Named_parameters: Missing parameter layer because .to(device)


I am encountering a for me very strange issue with the function self.named_parameters().
Long story short:

I am trying to create the following layer:
self.pos_emb = nn.Parameter(torch.zeros(1, config.block_size, config.n_embd)).to(self.device)

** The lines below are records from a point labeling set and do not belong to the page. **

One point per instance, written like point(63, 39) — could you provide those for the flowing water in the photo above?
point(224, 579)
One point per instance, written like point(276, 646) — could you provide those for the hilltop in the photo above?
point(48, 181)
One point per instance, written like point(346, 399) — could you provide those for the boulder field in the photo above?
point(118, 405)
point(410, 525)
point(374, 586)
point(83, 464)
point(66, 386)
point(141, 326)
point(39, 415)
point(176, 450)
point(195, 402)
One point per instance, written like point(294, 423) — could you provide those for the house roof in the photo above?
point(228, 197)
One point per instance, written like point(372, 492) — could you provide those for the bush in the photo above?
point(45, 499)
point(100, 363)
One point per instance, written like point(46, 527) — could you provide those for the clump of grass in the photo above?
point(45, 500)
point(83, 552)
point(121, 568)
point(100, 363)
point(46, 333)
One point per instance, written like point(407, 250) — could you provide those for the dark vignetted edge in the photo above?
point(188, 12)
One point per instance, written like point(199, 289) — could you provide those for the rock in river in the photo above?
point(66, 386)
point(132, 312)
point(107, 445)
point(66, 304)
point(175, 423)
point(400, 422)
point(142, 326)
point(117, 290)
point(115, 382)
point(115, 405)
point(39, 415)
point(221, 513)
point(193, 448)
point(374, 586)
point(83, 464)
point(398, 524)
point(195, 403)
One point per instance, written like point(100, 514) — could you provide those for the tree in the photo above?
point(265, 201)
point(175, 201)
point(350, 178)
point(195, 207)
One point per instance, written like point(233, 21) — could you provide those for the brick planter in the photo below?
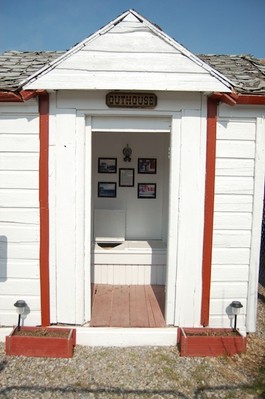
point(41, 342)
point(210, 342)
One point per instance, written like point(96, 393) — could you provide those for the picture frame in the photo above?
point(147, 190)
point(147, 165)
point(107, 189)
point(126, 177)
point(107, 165)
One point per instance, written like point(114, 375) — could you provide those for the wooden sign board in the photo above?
point(131, 100)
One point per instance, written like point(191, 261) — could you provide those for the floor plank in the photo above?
point(128, 306)
point(120, 307)
point(102, 306)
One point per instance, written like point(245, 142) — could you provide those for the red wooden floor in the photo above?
point(128, 306)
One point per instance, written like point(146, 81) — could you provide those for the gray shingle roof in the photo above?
point(16, 66)
point(247, 73)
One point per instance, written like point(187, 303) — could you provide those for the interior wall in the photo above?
point(145, 218)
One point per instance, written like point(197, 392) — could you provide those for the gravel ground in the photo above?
point(139, 373)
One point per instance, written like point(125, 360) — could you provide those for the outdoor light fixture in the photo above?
point(20, 306)
point(236, 306)
point(127, 152)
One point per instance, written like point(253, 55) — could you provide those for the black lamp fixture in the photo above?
point(20, 306)
point(236, 307)
point(127, 152)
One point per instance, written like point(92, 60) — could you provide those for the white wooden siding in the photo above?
point(129, 56)
point(233, 217)
point(19, 211)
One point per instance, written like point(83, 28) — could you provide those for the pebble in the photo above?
point(140, 372)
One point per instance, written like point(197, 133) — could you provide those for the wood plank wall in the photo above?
point(19, 211)
point(234, 190)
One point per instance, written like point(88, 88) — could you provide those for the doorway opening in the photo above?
point(129, 233)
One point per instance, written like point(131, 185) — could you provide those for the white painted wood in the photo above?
point(19, 124)
point(224, 273)
point(19, 179)
point(231, 149)
point(25, 143)
point(131, 124)
point(19, 233)
point(76, 80)
point(233, 203)
point(28, 107)
point(231, 290)
point(256, 225)
point(232, 221)
point(7, 302)
point(27, 216)
point(130, 62)
point(126, 337)
point(191, 213)
point(21, 288)
point(135, 258)
point(66, 216)
point(19, 161)
point(9, 318)
point(236, 129)
point(14, 198)
point(228, 256)
point(173, 215)
point(87, 67)
point(234, 185)
point(240, 173)
point(231, 238)
point(19, 211)
point(234, 167)
point(52, 209)
point(18, 268)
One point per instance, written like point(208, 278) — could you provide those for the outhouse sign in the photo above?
point(131, 100)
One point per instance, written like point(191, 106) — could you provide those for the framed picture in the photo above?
point(126, 177)
point(147, 190)
point(106, 189)
point(107, 165)
point(147, 165)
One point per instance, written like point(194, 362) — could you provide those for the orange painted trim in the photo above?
point(18, 97)
point(249, 100)
point(208, 209)
point(44, 208)
point(243, 99)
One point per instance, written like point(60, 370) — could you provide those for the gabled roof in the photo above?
point(17, 66)
point(142, 41)
point(246, 72)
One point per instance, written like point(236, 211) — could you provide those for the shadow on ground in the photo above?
point(115, 392)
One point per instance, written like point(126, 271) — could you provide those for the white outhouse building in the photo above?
point(131, 186)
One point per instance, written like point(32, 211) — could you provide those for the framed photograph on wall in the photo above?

After creation I generate a param_dict while creating a optimizer with this function:

def get_param_dict(self):
        return {pn: p for pn, p in self.named_parameters()}

The strange behavior is that because of the device movement to self.device the pos_emb layer no longer shows up within the named_parameters dictionary:

self.pos_emb = nn.Parameter(torch.zeros(1, config.block_size, config.n_embd)).to(self.device)
--> dict_keys([])

If I remove the .to(self.device) part named_parameters behaves as expected:

self.pos_emb = nn.Parameter(torch.zeros(1, config.block_size, config.n_embd))
--> dict_keys(['pos_emb'])

Why is this the case and how to fix it?
Somehow it affects only this nn.Parameter layer, the other layers are listed correctly with device movement or without…
I need a working get_param_dict function for optimizer configuration.

I already tried to train my model without the movement to self.device for the pos_emb layer but then the training fails because the tensor is on the wrong device (obviously).

Thanks a lot for any kind of hint or solution! :smiley:

To autograd, .to is computation, so you didn’t assign a parameter to self.pos_emb but an intermediate tensor.